When they were inside the server they added my IP as well as their own to the site’s good guy list. No alarms. The operators and users of the site won’t know we’ve been there unless they actually look at their good guy list and notice it has been altered. I think we’ve got the time to do what we need to do.”
Bosch nodded. He wanted to ask whether what the O’Connors had done had been legal but thought it best not to know.
“So who sent Elias the notes?” he asked instead.
“The wife,” Edgar said. “I think she got an attack of the guilts and wanted to help Elias rip Sam the car czar a new asshole. She sent the notes.”
“It fits,” Rider said. “Whoever sent the notes had knowledge of two separate things: Charlotte’s Web Site and the car-wash receipts. Actually, a third thing as well: that Elias had tripped an alarm. So my vote goes with the wife, too. What was she like today?”
Bosch spent the next ten minutes updating her on their activities during the day.
“And that’s just our work on the case,” Edgar added. “Harry didn’t even tell you how we got the back window of my car shot out.”
“What?”
Edgar told the story and Rider seemed mesmerized by it.
“They catch the shooter?”
“Not that we heard. We didn’t wait around.”
“You know, I’ve never been shot at,” she said. “Must be a rush.”
“Not the kind you want,” Bosch said. “I still have questions about all of this Internet stuff.”
“What are they?” Rider said. “If I can’t answer, one of the O’Connors can.”
“No, not technical questions. Logic questions. I still don’t understand how and why this stuff is still available for us to look at. I understand what you said about the users all being pedophiles and their seeming feeling of safety, but now we have Elias dead. If they killed him, why the hell didn’t they at least move to a new gateway?”

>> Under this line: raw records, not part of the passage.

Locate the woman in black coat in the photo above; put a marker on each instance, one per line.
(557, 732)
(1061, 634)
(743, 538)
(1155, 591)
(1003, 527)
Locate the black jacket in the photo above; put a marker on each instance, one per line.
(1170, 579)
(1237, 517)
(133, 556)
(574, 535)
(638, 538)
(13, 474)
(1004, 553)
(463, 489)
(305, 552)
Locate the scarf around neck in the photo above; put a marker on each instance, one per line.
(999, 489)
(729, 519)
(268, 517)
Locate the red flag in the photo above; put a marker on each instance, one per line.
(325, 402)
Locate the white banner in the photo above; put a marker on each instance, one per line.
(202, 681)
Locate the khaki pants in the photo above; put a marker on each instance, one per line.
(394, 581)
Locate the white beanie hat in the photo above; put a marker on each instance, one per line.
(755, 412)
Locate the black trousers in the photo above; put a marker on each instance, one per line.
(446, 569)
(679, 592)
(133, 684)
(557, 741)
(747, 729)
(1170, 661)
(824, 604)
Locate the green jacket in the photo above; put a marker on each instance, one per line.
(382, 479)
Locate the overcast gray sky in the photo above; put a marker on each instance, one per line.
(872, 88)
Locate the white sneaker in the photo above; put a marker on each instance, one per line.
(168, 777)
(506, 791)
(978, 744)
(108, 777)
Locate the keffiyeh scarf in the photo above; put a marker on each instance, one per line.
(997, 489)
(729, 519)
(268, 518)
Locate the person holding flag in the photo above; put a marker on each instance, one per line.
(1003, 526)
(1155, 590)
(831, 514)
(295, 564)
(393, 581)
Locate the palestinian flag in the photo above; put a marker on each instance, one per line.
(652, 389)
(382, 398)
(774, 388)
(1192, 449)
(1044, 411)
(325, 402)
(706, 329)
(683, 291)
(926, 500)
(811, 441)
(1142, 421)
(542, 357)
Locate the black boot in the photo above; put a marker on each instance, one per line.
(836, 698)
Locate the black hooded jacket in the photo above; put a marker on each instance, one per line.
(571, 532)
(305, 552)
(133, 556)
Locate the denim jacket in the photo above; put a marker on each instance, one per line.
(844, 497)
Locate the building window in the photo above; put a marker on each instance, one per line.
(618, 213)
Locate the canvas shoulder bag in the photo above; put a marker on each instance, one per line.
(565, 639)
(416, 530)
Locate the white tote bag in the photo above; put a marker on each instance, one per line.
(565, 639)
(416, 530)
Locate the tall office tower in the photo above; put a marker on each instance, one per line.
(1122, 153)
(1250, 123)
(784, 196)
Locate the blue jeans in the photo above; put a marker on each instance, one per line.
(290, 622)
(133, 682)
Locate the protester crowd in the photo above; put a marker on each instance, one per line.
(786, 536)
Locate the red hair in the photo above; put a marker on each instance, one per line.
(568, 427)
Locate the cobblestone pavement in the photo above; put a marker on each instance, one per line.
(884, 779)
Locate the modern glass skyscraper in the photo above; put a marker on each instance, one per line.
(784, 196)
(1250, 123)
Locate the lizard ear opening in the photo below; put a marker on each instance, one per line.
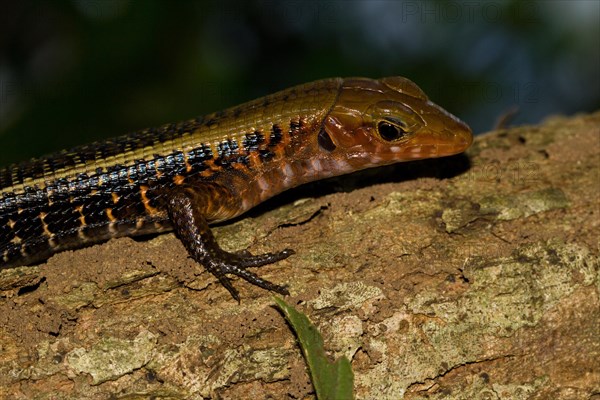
(325, 142)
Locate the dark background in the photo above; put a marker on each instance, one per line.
(80, 70)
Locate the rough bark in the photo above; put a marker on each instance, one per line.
(475, 276)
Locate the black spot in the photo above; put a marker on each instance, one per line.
(325, 141)
(276, 135)
(252, 141)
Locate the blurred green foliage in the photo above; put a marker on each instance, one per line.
(73, 71)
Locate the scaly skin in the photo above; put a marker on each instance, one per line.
(185, 176)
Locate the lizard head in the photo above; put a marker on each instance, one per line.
(378, 122)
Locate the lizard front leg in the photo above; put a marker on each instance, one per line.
(188, 207)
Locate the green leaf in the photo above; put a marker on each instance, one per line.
(332, 381)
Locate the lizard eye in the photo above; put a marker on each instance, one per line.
(391, 130)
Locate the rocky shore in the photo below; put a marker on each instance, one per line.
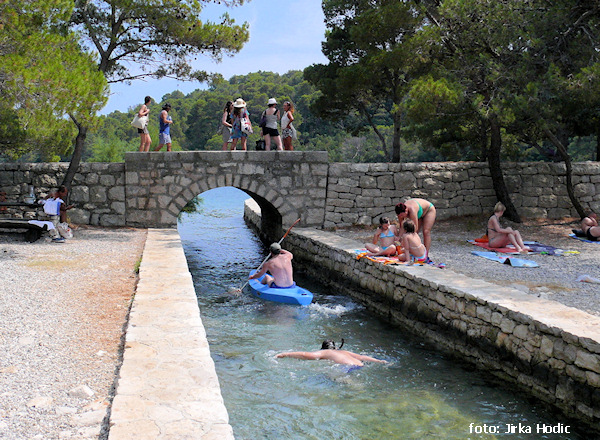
(554, 279)
(63, 308)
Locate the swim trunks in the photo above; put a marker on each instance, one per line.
(590, 236)
(386, 234)
(352, 368)
(420, 212)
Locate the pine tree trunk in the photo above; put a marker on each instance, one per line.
(564, 154)
(598, 143)
(396, 139)
(77, 154)
(496, 172)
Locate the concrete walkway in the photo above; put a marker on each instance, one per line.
(168, 387)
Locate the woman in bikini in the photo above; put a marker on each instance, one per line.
(422, 213)
(414, 250)
(589, 226)
(498, 236)
(386, 233)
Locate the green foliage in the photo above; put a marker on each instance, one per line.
(45, 78)
(371, 61)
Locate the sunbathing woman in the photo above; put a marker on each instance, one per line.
(498, 236)
(589, 226)
(414, 250)
(386, 233)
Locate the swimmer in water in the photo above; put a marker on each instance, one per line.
(328, 351)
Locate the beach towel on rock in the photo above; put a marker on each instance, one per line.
(511, 261)
(583, 239)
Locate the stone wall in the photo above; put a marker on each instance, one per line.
(98, 189)
(361, 193)
(150, 189)
(550, 351)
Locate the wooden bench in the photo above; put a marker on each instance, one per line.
(32, 232)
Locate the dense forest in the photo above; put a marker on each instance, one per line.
(197, 116)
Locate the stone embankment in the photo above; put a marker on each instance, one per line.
(150, 189)
(358, 194)
(549, 350)
(168, 386)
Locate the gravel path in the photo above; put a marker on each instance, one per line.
(554, 278)
(62, 308)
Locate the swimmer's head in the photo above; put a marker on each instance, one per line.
(275, 249)
(330, 345)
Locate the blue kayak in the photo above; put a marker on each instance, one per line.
(288, 295)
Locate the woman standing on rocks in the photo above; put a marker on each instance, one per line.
(288, 132)
(240, 118)
(422, 213)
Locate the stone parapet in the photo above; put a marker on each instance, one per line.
(98, 190)
(550, 351)
(358, 194)
(287, 185)
(150, 189)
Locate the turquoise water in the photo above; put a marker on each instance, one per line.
(420, 394)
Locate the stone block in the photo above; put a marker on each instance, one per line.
(588, 361)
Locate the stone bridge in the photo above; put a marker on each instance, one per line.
(286, 185)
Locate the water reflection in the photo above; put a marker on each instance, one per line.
(418, 395)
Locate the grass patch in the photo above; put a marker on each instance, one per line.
(136, 268)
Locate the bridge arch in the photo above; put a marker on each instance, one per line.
(286, 185)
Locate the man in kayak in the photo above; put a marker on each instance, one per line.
(280, 268)
(329, 352)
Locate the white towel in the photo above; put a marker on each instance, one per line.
(41, 224)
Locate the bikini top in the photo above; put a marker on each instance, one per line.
(385, 234)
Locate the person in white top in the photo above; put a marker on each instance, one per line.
(270, 132)
(288, 132)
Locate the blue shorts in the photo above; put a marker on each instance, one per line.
(275, 286)
(164, 138)
(270, 131)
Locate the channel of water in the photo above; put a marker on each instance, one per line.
(420, 394)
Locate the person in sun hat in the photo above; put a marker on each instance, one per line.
(270, 117)
(240, 118)
(280, 268)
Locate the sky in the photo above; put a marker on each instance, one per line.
(284, 35)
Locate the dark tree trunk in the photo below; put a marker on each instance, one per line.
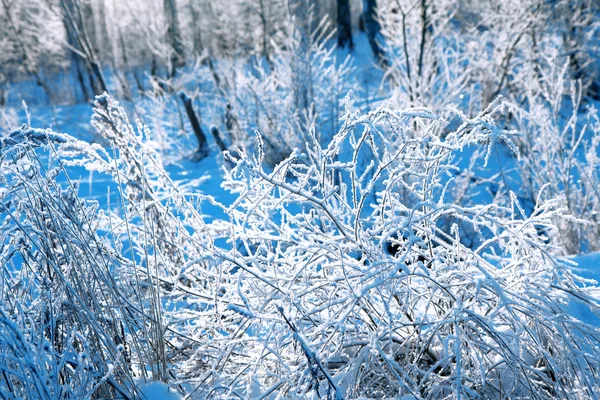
(174, 36)
(196, 127)
(81, 45)
(344, 24)
(373, 28)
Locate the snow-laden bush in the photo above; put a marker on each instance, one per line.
(326, 277)
(301, 84)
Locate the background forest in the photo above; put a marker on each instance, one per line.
(273, 199)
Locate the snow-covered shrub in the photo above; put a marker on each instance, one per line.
(325, 278)
(63, 314)
(302, 84)
(560, 144)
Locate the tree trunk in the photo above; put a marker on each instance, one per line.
(373, 28)
(344, 24)
(177, 58)
(196, 127)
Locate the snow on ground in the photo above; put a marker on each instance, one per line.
(588, 267)
(158, 391)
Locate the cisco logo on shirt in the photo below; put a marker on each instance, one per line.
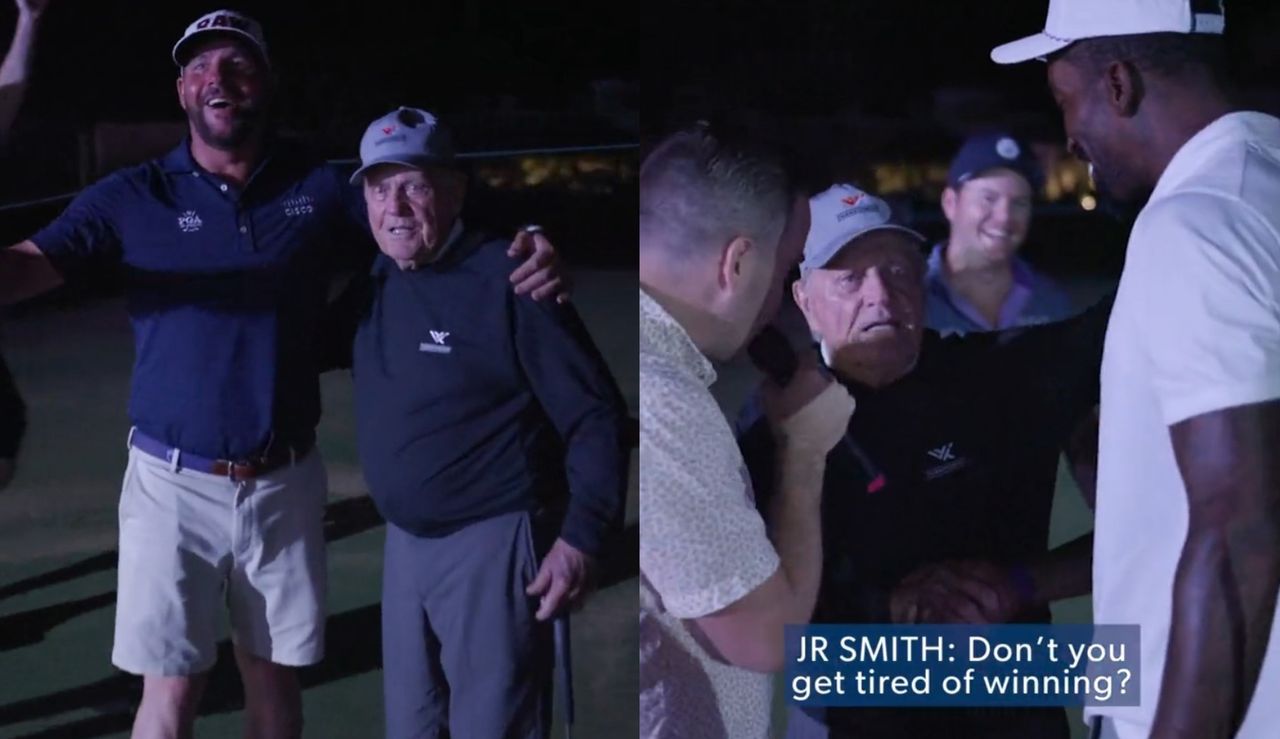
(301, 205)
(190, 222)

“Maybe they are in the process of trying to do just that. Elias hasn’t been dead forty-eight hours.”
“And what about Kincaid? We just told him we are reopening the case. Whether he was in danger of exposure or not, it seems he would have gotten on the computer the minute we left and either contacted the site administrator or tried to crash the site and those pictures himself.”
“Again, maybe it’s in process. And even if it is, it’s too late. The O’Connors backed everything onto a Zip drive. They can crash the site but we still have it. We’ll be able to trace every IP address and take down every one of those people – if you consider them people.”
Again the fervor and anger in her voice made Bosch wonder if something about what she had seen on the web site had touched something personal, something deep inside.
“So where do we go from here?” he asked. “Search warrants?”
“Yep,” Rider said. “And we bring in the Kincaids. Fuck their big mansion on the hill. We have enough already to bring them in for questioning on the child abuse. We separate them and sweat them in the rooms. We go for the wife and get a confession. Get her to waive spousal privilege and give us her husband, that rat bastard.”
“You’re talking about a very powerful and politically connected family.”
“Don’t tell me you’re afraid of the car czar.”
Bosch checked her look to make sure she was kidding.
“I’m afraid of moving too fast and blowing it. We’ve got nothing that directly links anybody to Stacey Kincaid or Howard Elias. If we bring mom down here and don’t turn her, then we watch the car czar drive away. That’s what I’m afraid of, okay?”
Rider nodded.
“She’s dying to be turned,” Edgar said. “Why else send those notes to Elias?”
Bosch put his elbows on the desk and washed his face with his hands as he thought about things. He had to make a decision.
“What about Charlotte’s Web Site?” he asked, his face still covered by his hands. “What do we do with that?”
“We give that to Inglert and the O’Connors,” Rider said. “They’ll jump all over it. Like I said, they’ll be able to trace the good guy list to the users. They’ll identify them and take them down. We’re talking multiple arrests of an Internet pedophile ring. That’s just for starters. The DA might want to try to link them all to the homicides.”
“They’re probably all over the country,” Edgar said. “Not just L.A.”